After a few moments, she felt more composed. Even if she wasn’t feeling particularly brave, or smart for that matter, she would pretend to be. “Where are we?” she asked, looking around the small courtyard.
Liam looked proudly at the tiny piece of land. “This is Gustaf’s property. He’s my landlord, and this is his private garden, the ‘Little Central Park,’ as we like to call it.”

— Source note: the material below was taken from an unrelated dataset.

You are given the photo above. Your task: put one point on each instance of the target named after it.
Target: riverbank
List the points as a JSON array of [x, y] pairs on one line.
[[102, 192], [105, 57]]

“It reminds me of my home in Chicago. We used to have a garden like this,” Rosie mentioned wistfully. She recalled planting flowers each spring, and tending to the wild roses, her favorite flowers.
Liam cocked his head in interest. “You’re from Chicago?” It felt a little odd to be exchanging small talk after the terrible experience she just had, but it also felt calming and natural to converse with Liam about something so normal.
“Yes, I lived there all my life until just recently.” Rosie sounded sad, something she couldn’t seem to help whenever she thought of her parents.
“Why did you come to New York City? Unless it’s something you’d rather not talk about?” He seemed to notice the change in her demeanor. Liam pulled up a crate next to Rosie’s and sat beside her.
“We… ” she started, wringing her handkerchief.
“You don’t have to tell me anything, if you don’t want to.” Liam looked searchingly into her eyes. He was so kind, and thoughtful, and Rosie followed an instinct that compelled her to trust him.
She took a deep breath and explained the situation with a heavy tone in her voice. “My parents,” she paused, “they’re gone.” The emotions Rosie had been bottling up since she left home now hit her like a ton of bricks. She didn’t want to burden Liam with her problems, yet apart from her aunts, she really had no one to talk to.
“I’m sorry,” Liam said quietly, softness and tenderness in his voice.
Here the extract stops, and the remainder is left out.